In one of the previous posts about BigQuery labels, I provided an example showcasing the usage of the INFORMATION_SCHEMA JOBS view when analyzing query statistics per label.
Now what are these views? These are system-generated views that provide metadata about your datasets, tables, columns, jobs, partitions, constraints and more.
Just wanted to highlight that INFORMATION_SCHEMA view (JOBS included) can do much, much more than that.
Look into your table storage costs, query resource consumption, build dynamic queries, and leverage partition metadata for incremental pipelines - all of this can benefit from the INFORMATION_SCHEMA views.
Let's look at a couple of interesting use cases.
JOBS is one of the most powerful views when you’re interested in the queries run in that project. It can provide information about:
slot time used
bytes processed and billed
errors if any and so much more!
SELECT creation_time, job_type, query, total_bytes_billed, total_bytes_processed, total_slot_ms, referenced_table.table_id AS referenced_table_name FROM `region-eu`.INFORMATION_SCHEMA.JOBS, UNNEST(referenced_tables) AS referenced_table
This view contains information about columns, such as:
tables where they reside
whether they are nullable or not
default values if any
Need a dynamic UNPIVOT? Fetch the column names dynamically using this view.
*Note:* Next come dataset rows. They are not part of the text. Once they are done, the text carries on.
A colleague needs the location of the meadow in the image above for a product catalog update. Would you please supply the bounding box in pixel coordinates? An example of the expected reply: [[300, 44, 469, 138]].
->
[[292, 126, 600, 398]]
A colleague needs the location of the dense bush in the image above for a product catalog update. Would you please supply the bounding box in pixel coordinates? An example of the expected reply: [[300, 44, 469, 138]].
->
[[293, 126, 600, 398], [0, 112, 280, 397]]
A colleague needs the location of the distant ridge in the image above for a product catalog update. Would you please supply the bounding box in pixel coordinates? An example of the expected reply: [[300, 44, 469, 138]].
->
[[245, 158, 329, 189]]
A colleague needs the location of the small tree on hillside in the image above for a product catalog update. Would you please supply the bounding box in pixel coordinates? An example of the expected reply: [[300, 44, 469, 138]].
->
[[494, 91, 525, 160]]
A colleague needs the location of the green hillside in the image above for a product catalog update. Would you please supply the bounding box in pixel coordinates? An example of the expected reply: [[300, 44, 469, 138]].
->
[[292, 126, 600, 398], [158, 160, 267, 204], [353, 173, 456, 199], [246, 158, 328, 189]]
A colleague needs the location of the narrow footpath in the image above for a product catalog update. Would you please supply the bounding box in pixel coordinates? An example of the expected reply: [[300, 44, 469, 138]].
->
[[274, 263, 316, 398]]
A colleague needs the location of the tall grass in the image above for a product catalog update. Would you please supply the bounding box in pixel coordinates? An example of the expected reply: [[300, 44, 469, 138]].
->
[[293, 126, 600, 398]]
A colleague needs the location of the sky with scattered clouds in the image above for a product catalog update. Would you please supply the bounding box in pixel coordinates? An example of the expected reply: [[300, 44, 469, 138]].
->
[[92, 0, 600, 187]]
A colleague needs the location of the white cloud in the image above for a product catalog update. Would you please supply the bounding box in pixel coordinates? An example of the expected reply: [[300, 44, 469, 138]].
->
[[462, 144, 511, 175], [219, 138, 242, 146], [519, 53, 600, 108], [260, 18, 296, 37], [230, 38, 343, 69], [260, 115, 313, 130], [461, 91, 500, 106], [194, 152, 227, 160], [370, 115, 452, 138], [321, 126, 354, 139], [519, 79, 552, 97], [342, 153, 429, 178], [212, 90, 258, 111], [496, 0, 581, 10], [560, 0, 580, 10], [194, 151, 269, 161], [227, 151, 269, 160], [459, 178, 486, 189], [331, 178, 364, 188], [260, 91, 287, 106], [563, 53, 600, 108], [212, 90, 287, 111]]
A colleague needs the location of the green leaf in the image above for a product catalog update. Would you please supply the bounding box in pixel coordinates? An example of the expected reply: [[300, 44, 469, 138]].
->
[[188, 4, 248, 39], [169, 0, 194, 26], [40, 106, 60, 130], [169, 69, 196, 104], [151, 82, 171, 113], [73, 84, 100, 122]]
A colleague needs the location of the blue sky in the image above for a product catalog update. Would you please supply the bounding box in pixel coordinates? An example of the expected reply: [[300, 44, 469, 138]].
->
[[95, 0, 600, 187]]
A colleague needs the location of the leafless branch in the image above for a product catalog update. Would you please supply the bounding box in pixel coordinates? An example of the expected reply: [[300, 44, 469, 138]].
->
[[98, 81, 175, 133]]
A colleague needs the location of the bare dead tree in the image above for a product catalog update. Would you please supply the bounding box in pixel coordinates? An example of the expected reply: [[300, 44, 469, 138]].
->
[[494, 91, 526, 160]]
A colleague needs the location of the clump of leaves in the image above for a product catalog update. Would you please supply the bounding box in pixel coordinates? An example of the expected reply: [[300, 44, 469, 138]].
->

DECLARE myunpivot STRING; SET myunpivot = ( SELECT CONCAT('(', STRING_AGG( column_name, ','), ')'), From( SELECT column_name FROM learning.INFORMATION_SCHEMA.COLUMNS where table_name ="Customer_Data" and column_name not in("CustomerId") )); EXECUTE IMMEDIATE format(""" SELECT * FROM ( SELECT * FROM learning.Customer_Data ) unpivot ( value FOR keys in %s ) """, myunpivot);
CONSTRAINT COLUMN USAGE
If you’re interested in column usage in constraints (newly added BigQuery feature), there is this dataset-level view, showcasing which constraints are applied to columns.
SELECT * EXCEPT(table_catalog, constraint_catalog) FROM testing.INFORMATION_SCHEMA.CONSTRAINT_COLUMN_USAGE;
Looking to dive into table storage, including physical and logical storage, so you can estimate your costs? Use one of the table storage views (per project or region, as below).
SELECT * FROM region-eu.INFORMATION_SCHEMA.TABLE_STORAGE;
But there's more!
Building an incremental pipeline and you’d like information about the last time a Partition has been modified? There’s the PARTITIONS view.
Looking to find object access grants? There’s OBJECT_PRIVILEGES
Want to see a list of Table Snapshots? There is a view for that too.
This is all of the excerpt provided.